Handling Heath Check Rules For The Cells
Q. What is the best way to handle a service health monitor for the vCloud Cells?
A. You can point your Load Balancer to https://<Cell-Hostname>/cloud/server_status. UPDATE 7/18/11: This check ONLY monitors the HTTPs IP and not the Console IP directly. Although if the services are stopped here the Cell should be taken out of service this does not independently monitor the Console Proxy IP for the load balanced Console connections.
Q. What is the best way to monitor the Console Proxy IP’s independently?

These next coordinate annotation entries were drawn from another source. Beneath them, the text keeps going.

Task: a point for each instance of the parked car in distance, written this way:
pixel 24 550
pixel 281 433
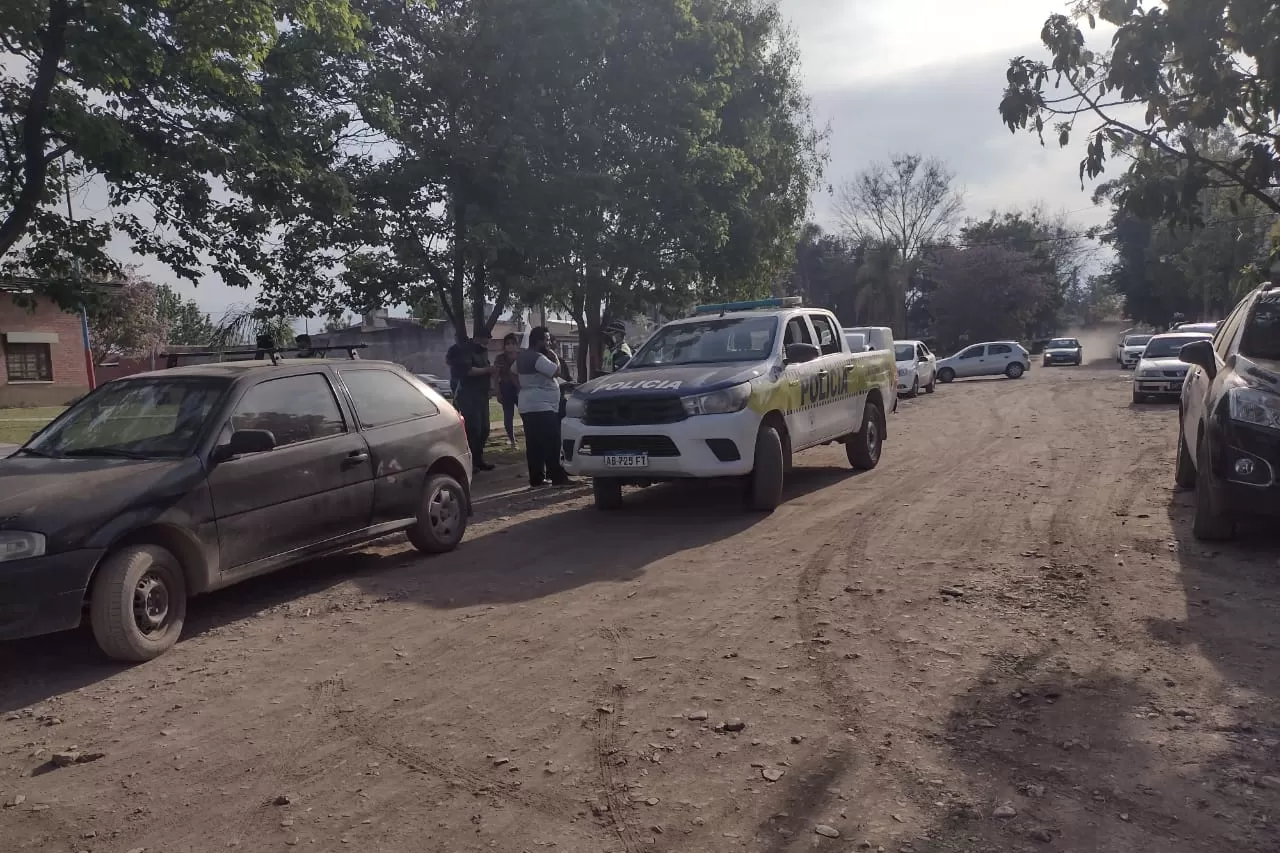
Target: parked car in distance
pixel 174 483
pixel 995 359
pixel 917 368
pixel 1130 350
pixel 439 386
pixel 1063 351
pixel 878 337
pixel 1207 328
pixel 1229 419
pixel 1160 373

A. You will have to configure the Load Balancer for a pure socket connection check on port 443 to the Console Proxy IP’s. This port will not accept HTTP calls like the HTTP port. If you configure two separate Health Monitors and have the Console Proxy and HTTP ports in separate pools, then you can ensure Independent health status for HTTP and Console connections. This means your Cell HTTP services may be up but maybe the console proxy is down for some reason and the Load Balancer will prevent console connections but still also portal connections. Below is a screen shot of a Zeus Load Balancer set of pools and the respective Health Monitors for each pool being different.
I got word from the engineer that wrote the code that you can monitor the Console Proxy Pool with
https://<Console_ProxyIP>/sdk/vimServiceVersions.xml and not a TCP/IP Connect String.
Preventing Access To A Cell by Users
Q. Can I use my Load Balancer to disable user access to the Cells in the load balanced pool?
A. The easy answer is of course yes. In most Load Balancers you can disable a node in the pool and the users will no longer have access to that Cell. HOWEVER it is is important to note that the Cells will still be talking to each other on the back end for task scheduling. This means a user may only access Cell 2, but their tasks and commands could be run on Cell 1. The Cells themselves load balance tasks through an internal schedular. Really, the best way to ensure a Cell is FULLY offline would be to simply stop the vCloud Service on the cell. If you configured the health check above the Load Balancer should automatically remove the Cell from the pool. This also ensures that the Cell will not accept new tasks in the Cell Cluster.
IMPORTANT NOTE: If you stop a Cell’s service abruptly and tasks are currently running those tasks will fail and will need to be restarted manually.
Q. Is there a tool available to gracefully shutdown a Cell then?
A. YES!! There is now a tool called the vCloud Cell Management Tool you can download and install. It is not a GUI based set of commands but it does help you “Drain” a cell properly for upgrades and other Operating System patches. Provided the healthcheck pages are configured this should also take care of the load balancing.